« Le massacre de Via D'Amelio a impressionné un signe indélébile dans l'histoire italienne. La mort de Paolo Borsellino et les agents de son escorte – Emanuela Loi, Agostino Catalano, Vincenzo Li Muli, Walter Eddie Cosina, Claudio Traina – recherché par la mafia pour plier les institutions démocratiquesmoins de deux mois après l'attaque de Capaci, il avait l'intention de continuer, de manière subversive, la conception de l'intimidation et de la peur « . Mais » la démocratie était plus forte « . Ainsi, le président de la république Sergio Mattarella 33 ans après la bombe qui a tué le magistrat le 19 juillet 1992.

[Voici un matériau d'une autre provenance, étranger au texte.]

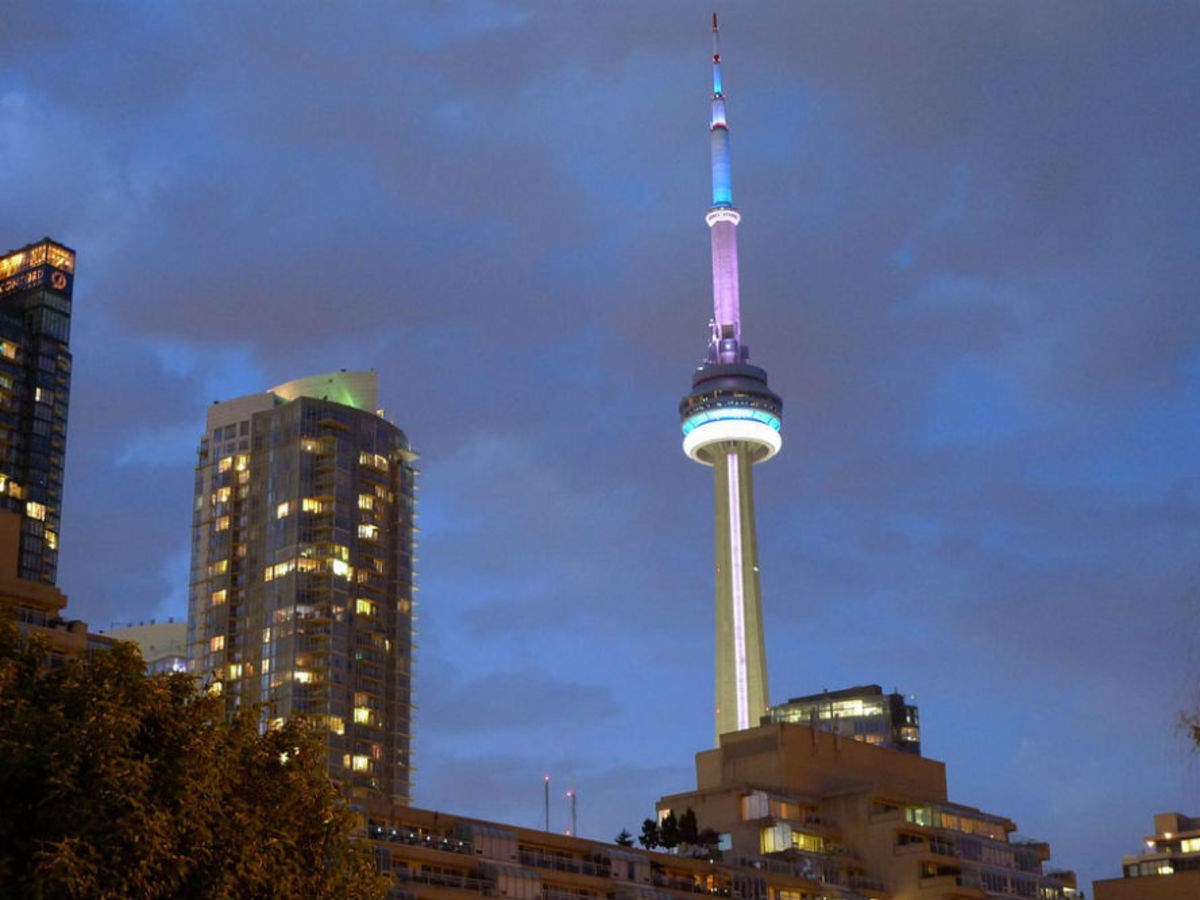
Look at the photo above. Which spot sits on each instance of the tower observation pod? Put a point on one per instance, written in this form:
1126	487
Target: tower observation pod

« Les tueurs et leurs instigateurs ont été vaincus et condamnés. En ce jour de mémoire, l'émotion pour des vies cruellement brisées et la proximité des familles des victimes restent intenses il y a trente-trois ans. Le sentiment de gratitude envers les serviteurs de l'État qui, avec dévouement et sacrifice, a combattu le cancer de la mafia, défendant la liberté et la légalité, permettant à la société de réagir, est impérissable « , poursuit le chef de l'État.
« La vie de Paolo Borsellino et Giovanni Falcone est un témoignage et un symbole de la dédicace des magistrats à la cause de la justice. Borsellino – souligne Mattarella – n'a pas repris son travail après le massacre de Capaci. Il a continué à continuer. Honorer sa mémoire signifie suivre sa leçon de dignité et de légalité et s'assurer que son message atteint les plus jeunes générations « , conclut Mattarella.
Meloni: « Son exemple continue de vivre tous les jours »
Même le Premier ministre Giorgia Meloni se souvient du juge sur les réseaux sociaux qui, comme elle l'a elle-même dit à plusieurs reprises, a été inspirée pour son engagement en politique. « Aujourd'hui, 33 ans après le massacre de Via d'Amelio, nous nous souvenons de Paolo Borsellino, un homme qui a sacrifié sa vie en vérité, pour la justice, pour l'Italie », écrit le premier ministre.
« Son exemple continue de vivre dans ceux qui, souvent, souvent loin des projecteurs, se bat pour une Italie plus juste, libre des mafias, des enfers, de la peur. Il n'y a pas de liberté sans justice, il n'y a pas eu de légalité. Jusqu'aux magistrats, les forces de l'ordre et les serviteurs de l'État qui ont choisi le courage, même au coût de la vie – soulignent de meloni – nous devons être gratuits et respect. continue le premier ministre. « Ce témoin est toujours ferme. Et nous le ferons avancer tous les jours, avec respect, avec détermination, avec amour pour notre nation. À la mémoire de Paolo Borsellino et de ceux qui ne se sont jamais inclinés », conclut le premier ministre.
Et aujourd'hui, le ministre de l'Intérieur Matteo a planté et le chef de la police Vittorio Pisani a rendu hommage à la caserne de Palerme Lungaro, aux victimes du massacre de Via d'Amelio. Également présent, entre autres, le président de la Commission parlementaire anti-Mafia Chiara Colosimo, vice-présidente de la chambre Giorgio Mulè, présidente de la région sicilienne Renato Schifani, le maire Roberto Lagalla. Les autorités participeront à la masse sacrée qui sera célébrée dans la chapelle de la caserne.